Amber and Blood - Margaret Weis [98]
“The dwarves call this place Gamashinoch,” Galdar said. “It means ‘Song of Death’. Guess they don’t call it that now, ’cause the singing’s stopped, Sargas be praised,” he added.
He talked to the only person with him—Valthonis—and Galdar wasn’t talking to Valthonis because he enjoyed conversing with the elf. The racial hatred between minotaur and elves went back centuries, and Galdar saw no reason why the hatred shouldn’t last a few more. As for this elf being the ‘Walking God’, Galdar had himself been witness to the transformation so he knew the tale was true. What he didn’t understand was why everyone was making such a fuss over him. So he’d once been a god? What of it? He was a man now and had to take a crap in the woods like everyone else.
Galdar was mainly talking because he had to talk or else listen to the eerie silence that blanketed the valley. At that, Galdar had to admit the silence was better than that horrible singing they’d heard when he’d last been here. The lamenting souls of the dead had finally departed.
Galdar and Valthonis entered the valley alone; Galdar having ordered his men to stay on the ridge. His soldiers protested the decision. They even dared to argue with him, and no minotaur ever argued with his commanding officer. If Galdar insisted upon entering this accursed valley, his men wanted to come with him.
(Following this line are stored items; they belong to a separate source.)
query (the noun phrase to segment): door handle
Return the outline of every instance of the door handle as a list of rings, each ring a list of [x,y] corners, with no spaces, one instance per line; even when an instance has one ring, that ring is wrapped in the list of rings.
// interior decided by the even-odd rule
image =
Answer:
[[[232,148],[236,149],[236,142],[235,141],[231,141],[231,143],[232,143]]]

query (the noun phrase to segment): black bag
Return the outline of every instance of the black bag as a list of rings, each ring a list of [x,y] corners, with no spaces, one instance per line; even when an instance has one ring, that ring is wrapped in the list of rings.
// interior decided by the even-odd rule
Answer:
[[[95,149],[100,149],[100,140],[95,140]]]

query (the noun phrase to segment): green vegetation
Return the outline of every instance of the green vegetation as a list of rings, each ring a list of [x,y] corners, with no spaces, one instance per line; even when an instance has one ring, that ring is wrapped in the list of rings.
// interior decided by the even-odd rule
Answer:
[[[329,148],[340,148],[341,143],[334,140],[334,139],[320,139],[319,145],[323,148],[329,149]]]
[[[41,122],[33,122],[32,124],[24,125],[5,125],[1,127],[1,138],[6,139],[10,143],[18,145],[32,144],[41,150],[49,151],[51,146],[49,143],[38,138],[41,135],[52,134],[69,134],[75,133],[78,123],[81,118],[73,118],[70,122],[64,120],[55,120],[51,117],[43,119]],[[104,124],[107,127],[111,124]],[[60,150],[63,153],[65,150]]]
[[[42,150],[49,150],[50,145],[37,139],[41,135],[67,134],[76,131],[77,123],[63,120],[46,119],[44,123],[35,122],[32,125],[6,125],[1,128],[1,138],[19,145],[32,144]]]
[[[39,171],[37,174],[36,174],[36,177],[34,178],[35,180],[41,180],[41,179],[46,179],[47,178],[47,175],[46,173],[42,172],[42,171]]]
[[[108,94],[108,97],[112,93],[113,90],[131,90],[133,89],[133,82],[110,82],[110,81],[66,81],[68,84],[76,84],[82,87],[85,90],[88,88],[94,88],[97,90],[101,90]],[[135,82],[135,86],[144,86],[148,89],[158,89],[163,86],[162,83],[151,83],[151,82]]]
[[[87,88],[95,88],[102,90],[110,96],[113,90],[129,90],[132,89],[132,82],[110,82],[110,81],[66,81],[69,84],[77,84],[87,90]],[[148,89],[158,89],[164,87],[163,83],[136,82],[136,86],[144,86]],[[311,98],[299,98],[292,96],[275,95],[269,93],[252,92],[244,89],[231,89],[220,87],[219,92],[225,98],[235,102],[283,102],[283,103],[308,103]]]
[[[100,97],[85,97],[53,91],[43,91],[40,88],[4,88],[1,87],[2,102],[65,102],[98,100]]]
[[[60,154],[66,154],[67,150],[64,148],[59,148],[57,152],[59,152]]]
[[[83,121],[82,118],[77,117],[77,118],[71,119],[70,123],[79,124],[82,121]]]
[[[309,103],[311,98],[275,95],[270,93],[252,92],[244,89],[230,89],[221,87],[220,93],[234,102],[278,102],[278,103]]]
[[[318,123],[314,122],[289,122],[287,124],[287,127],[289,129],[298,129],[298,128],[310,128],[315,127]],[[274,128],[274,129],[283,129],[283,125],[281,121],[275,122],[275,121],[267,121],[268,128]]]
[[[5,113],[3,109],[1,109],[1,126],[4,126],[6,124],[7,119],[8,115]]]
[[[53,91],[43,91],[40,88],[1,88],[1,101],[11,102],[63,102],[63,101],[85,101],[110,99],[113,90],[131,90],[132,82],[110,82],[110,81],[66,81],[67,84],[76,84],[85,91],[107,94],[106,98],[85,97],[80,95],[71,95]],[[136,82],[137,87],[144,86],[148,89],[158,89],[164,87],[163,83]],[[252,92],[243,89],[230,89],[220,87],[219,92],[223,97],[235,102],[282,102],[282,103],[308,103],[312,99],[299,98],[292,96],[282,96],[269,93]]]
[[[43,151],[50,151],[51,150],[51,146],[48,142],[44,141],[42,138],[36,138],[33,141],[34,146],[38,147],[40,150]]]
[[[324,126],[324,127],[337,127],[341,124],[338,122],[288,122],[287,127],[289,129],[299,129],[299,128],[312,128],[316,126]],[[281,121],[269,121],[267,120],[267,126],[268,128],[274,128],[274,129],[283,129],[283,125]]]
The minotaur soldiers admired Galdar. He was plain-speaking and blunt, and they liked that in a commander. He shared their hardships, and he made no secret of the fact that he didn’t like this assignment any better than they did, especially coming to the accursed valley of Neraka.
Takhisis had been Sargas’s consort, but there had been no love lost between them. Her favored race, the ogres, had long been enemies of the minotaur, at one time enslaving and brutalizing them. Sargas had pleaded their cause, but she had laughed at him and mocked him and his minotaur race. She was now dead and gone, or so people claimed. The minotaurs did not trust Takhisis, however. She’d been banished once by Huma Dragonbane and she’d come back. She might rise again, and no one wanted to walk the dark valley where she had once reigned.
“If you’re not back by noon, we’re coming in to get you, sir,” stated his second-in-command, and the other minotaurs raised their voices in agreement.
“No, you won’t,” Galdar said, glaring around at them. “If I’m not back by sunset, return to Jarek. Make your report to the priests of Sargas.”
“And what do we say, sir?” his second demanded.
“That I did as Sargas commanded,” Galdar answered proudly.
His men understood him, and though they did not like it, they no longer argued. They left the ridge and returned to the foothills, to while away the time with a game of bones, in which none took much pleasure.
Galdar and the elf continued making their way down what was left of a road. Galdar wondered if it was the road he’d walked that night, the night of the storm, the night of Mina. He didn’t recognize it, but that wasn’t surprising. He’d gone out of his way to try to forget that nightmarish march.
“I first came here with a patrol the night of the great storm,” Galdar explained as they left the road and entered the valley. “We didn’t know it at the time, but the storm was Takhisis, announcing to the world that the One God was back and this time she meant to have it all. We were under the command of Talon Leader Maggit, a bully and a coward, the sort of commander that would always run from a battle, only to pull some stupid stunt to try prove how brave he was and get half his men killed in the process.”
Talon Leader Magitt dismounted his horse. “We will set up camp here. Pitch my command tent near the tallest of those monoliths. Galdar, you’re in charge of setting up camp.